YELLOW SPRINGS — Through a recently-passed resolution, Yellow Springs is encouraging mask-wearing and other precautionary measures to protect residents, visitors, and business owners from COVID-19.
The village council passed the resolution June 15 requiring residents and visitors of the Central Business District to wear masks, maintain social distancing, and engage in frequent hand-washing while within the village-zoned district.
Exceptions for facial coverings include children under four and people with medical conditions that prevent them from wearing facial coverings, according to the document. The resolution expires Dec. 30, 2020, or by an order by the governor or director of Ohio Department of Health that a state of emergency no longer exists.
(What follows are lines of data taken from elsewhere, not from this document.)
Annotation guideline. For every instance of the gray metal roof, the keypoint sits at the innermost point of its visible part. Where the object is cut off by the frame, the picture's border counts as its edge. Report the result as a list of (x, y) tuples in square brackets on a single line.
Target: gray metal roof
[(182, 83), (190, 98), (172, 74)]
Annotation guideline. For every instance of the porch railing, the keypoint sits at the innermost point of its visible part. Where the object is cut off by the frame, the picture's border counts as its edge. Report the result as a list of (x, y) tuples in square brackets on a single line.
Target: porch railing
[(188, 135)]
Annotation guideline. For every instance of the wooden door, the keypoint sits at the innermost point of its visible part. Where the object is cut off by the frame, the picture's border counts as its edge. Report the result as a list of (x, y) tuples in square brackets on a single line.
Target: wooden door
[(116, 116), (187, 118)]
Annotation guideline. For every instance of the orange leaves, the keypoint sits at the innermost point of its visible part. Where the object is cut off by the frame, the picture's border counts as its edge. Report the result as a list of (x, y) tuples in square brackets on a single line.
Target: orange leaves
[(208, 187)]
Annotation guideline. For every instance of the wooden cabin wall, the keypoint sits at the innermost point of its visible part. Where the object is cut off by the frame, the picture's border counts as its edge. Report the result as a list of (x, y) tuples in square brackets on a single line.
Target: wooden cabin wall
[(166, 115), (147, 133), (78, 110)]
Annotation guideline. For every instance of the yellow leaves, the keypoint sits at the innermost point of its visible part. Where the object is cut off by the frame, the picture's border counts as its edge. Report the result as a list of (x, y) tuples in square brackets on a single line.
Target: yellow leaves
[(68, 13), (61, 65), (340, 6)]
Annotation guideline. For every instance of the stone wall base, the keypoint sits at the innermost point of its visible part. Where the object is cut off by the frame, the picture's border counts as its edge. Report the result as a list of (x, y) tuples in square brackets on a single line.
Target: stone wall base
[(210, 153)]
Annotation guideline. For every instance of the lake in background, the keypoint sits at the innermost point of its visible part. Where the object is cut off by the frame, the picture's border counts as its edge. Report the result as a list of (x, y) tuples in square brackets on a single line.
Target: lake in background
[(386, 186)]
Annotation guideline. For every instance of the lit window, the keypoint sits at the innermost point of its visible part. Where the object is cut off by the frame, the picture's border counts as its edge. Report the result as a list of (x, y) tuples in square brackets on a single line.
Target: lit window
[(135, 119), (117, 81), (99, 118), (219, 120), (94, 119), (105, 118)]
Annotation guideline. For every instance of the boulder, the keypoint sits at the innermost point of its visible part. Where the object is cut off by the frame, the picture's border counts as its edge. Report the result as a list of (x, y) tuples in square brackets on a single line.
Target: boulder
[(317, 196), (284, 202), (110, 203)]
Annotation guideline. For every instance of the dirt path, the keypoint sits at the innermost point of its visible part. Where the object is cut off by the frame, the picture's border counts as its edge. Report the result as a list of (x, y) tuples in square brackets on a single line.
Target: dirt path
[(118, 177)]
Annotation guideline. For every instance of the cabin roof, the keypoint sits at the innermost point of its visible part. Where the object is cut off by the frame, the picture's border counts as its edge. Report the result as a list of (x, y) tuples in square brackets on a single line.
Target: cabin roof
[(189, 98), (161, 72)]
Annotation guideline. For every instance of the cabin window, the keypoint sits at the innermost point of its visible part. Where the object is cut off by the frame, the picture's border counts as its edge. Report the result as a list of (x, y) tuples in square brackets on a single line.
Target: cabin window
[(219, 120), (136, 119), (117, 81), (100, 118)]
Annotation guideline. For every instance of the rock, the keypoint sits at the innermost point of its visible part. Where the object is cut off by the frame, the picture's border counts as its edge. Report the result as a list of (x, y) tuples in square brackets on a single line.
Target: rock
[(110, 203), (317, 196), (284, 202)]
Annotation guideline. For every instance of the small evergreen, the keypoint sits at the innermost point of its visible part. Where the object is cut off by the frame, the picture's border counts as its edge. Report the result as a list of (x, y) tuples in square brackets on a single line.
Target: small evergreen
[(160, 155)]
The president of the village’s city council, Brian Housh, said that this was something Yellow Springs citizens have wanted for a while.
“We’ve been talking about where we should be with social distancing and face coverings for a couple months now,” he said. “Essentially every council meeting folks would raise this issue. We’ve received probably a hundred letters, which is the most feedback we’ve gotten on just about any issue.”
Many of those raised concerns pertain to visitors to Yellow Springs. Citizens expressed concerns that tourists or other Yellow Springs visitors are not adhering to social distancing guidelines.
“Yellow Springs citizens are pretty much all wearing masks with a few exceptions,” Housh said. “Our villagers are taking it seriously, which may seem strange to some, as Yellow Springs has a reputation of being footloose and fancy free. But Yellow Springs, we’re not messing around.”
The council placed particular emphasis on making sure people know why it’s important to wear a mask. Research has shown that wearing a mask dramatically reduces the risk of spreading coronavirus, particularly when a victim is asymptomatic.
“People are still kind of learning about what’s the right thing to do. Part of the emphasis is on signage and officers giving friendly reminders,” Housh said.
At this point, compliance is voluntary. Currently, there is no penalty for not wearing a mask, and the village has no plans to implement fines or other penalties.
“We’re not oblivious to the fact that enforcement of this, especially in a small community, is very challenging. We’re not trying to do anything radical or draconian. We don’t want to go there,” said Housh.
The village has also implemented measures to help citizens adhere to these guidelines. The council has secured 2,000 masks and installed 25 new hand sanitizer stations around the town. Local businesses are also providing masks and hand sanitizer of their own.
“We’re just looking at just trying to protect everyone,” Housh added. “Do whatever you can to keep people safe. Be kind, be safe.”